Partijen zullen hierna AIM en J & J genoemd worden.

1.De procedure

1.1.
Het verloop van de procedure blijkt uit:
  • het tussenvonnis van 12 oktober 2022
  • de producties 8 tot en met 10 van de zijde van J & J
  • de producties 19 tot en met 22 van de zijde van AIM
  • het proces-verbaal van mondelinge behandeling van 6 december 2022.
1.2.
Ten slotte is vonnis bepaald.

2.Waar gaat de zaak over?

AIM heeft als aannemer op basis van een mondelinge opdracht van J & J werkzaamheden verricht aan een passagiersschip met de naam Arkona. Het werk betrof een renovatie (op onderdelen) van de elektrotechnische installatie. Het te verrichten werk was niet vastomlijnd; er zou tijdens het uitvoeren van het werk bekeken worden wat er moest worden gedaan. Het werk is aangenomen op regiebasis. Afgesproken was dat met voorschotnota’s zou worden gewerkt, zodat AIM het werk niet hoefde voor te financieren, en dat op basis van nacalculatie zou worden afgerekend. In opdracht van J & J is door AIM ook een nieuw ZF besturingssysteem aangekocht. AIM is eind 2017 begonnen met de werkzaamheden. J & J heeft een aantal betalingen gedaan en daarna de betaling van de voorschotnota’s opgeschort en AIM heeft het werk opgeschort omdat J & J de voorschotnota’s niet meer betaalde. J & J heeft het werk uiteindelijk door een derde laten afmaken. AIM vordert betaling van haar totaalfactuur van 2 juli 2018, onder aftrek van door J & J betaalde voorschotnota’s. J & J stelt zich op het standpunt dat zij met het door haar betaalde bedrag aan voorschotnota’s en de betaling voor de ZF besturing een redelijke prijs heeft betaald voor het verrichte werk, zodat zij AIM niets meer verschuldigd is.

3.De feiten

3.1.
AIM heeft in de periode van 15 december 2017 tot en met 1 juni 2018 negen voorschotfacturen aan J & J gestuurd voor de werkzaamheden aan de Arkona voor een totaalbedrag van € 335.775,00 inclusief btw.
3.2.
J & J heeft in totaal een bedrag van € 161.125,00 aan AIM betaald.

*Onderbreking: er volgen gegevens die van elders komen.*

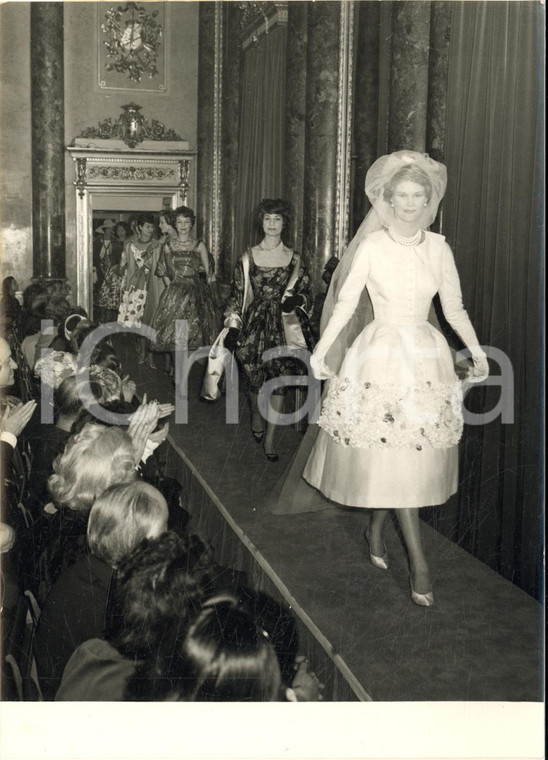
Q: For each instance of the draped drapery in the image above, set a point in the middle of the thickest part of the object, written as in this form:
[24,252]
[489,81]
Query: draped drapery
[262,127]
[492,217]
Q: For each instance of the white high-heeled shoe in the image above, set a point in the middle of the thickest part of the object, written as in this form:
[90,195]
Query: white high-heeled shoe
[380,562]
[423,600]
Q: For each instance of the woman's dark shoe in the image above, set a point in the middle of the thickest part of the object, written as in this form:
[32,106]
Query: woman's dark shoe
[380,562]
[271,455]
[255,432]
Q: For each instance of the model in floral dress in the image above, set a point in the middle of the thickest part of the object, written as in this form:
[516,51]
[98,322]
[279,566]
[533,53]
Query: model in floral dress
[184,267]
[135,266]
[111,288]
[277,284]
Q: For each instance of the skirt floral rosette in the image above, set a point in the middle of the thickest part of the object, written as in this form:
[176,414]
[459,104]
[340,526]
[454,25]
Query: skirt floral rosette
[367,414]
[132,306]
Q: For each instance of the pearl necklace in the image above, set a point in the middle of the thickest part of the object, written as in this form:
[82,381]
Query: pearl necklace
[401,240]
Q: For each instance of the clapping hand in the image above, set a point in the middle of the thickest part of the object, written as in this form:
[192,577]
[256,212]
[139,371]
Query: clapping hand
[320,369]
[7,537]
[141,424]
[159,436]
[14,420]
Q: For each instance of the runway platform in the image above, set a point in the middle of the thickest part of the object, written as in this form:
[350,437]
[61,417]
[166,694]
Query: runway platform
[365,638]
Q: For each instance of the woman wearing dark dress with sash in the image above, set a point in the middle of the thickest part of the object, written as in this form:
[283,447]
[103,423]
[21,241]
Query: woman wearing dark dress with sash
[269,281]
[185,270]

Het betreft de voorschotnota’s 1 tot en met 5 en een betaling van € 25.000,00.
3.3.
J & J heeft voorts twee facturen van AIM voor een totaalbedrag van € 54.450,00 inclusief btw betaald die zien op een ZF besturingssysteem.
3.4.
AIM heeft aan J & J een gespecificeerde factuur van 2 juli 2018 gestuurd die sluit op een totaalbedrag van € 649.712,21 inclusief btw.
3.5.
AIM heeft J & J in een e-mail van 9 juli 2018 met klem verzocht per omgaande geld over te maken, omdat zij in de financiële problemen komt doordat J & J de voorschotfacturen niet betaalt.
3.6.
AIM heeft de werkzaamheden feitelijk opgeschort in afwachting van betaling door J & J.
3.7.
Na een gesprek tussen partijen heeft J & J het hiervoor onder 3.2 vermelde bedrag van € 25.000,00 aan AIM betaald en te kennen gegeven te verwachten dat AIM de werkzaamheden hervat. AIM heeft op 12 juli 2018 te kennen gegeven dat het betaalde bedrag te weinig is om het werk te hervatten, gezien de rekeningen die betaald moeten worden en de materialen die moeten worden besteld.
3.8.
[betrokkene] heeft namens J & J in een e-mail van 18 juli 2018 bij AIM melding gemaakt van technische storingen op de Arkona en aangegeven de volgende maandag monteurs van AIM te verwachten om de storingen op te lossen. Voorts is in deze e-mail te kennen gegeven dat J & J de financiële kant van de zaak pas wil bespreken als alles aan boord naar behoren functioneert.
3.9.
AIM heeft in een e-mail van 21 juli 2018 aan J & J nogmaals op betaling aangedrongen en (nogmaals) aangegeven haar werkzaamheden op te schorten. Voorts heeft AIM een voorstel gedaan inhoudende dat J & J een deel betaalt, waarna AIM de werkzaamheden zal hervatten.
3.10.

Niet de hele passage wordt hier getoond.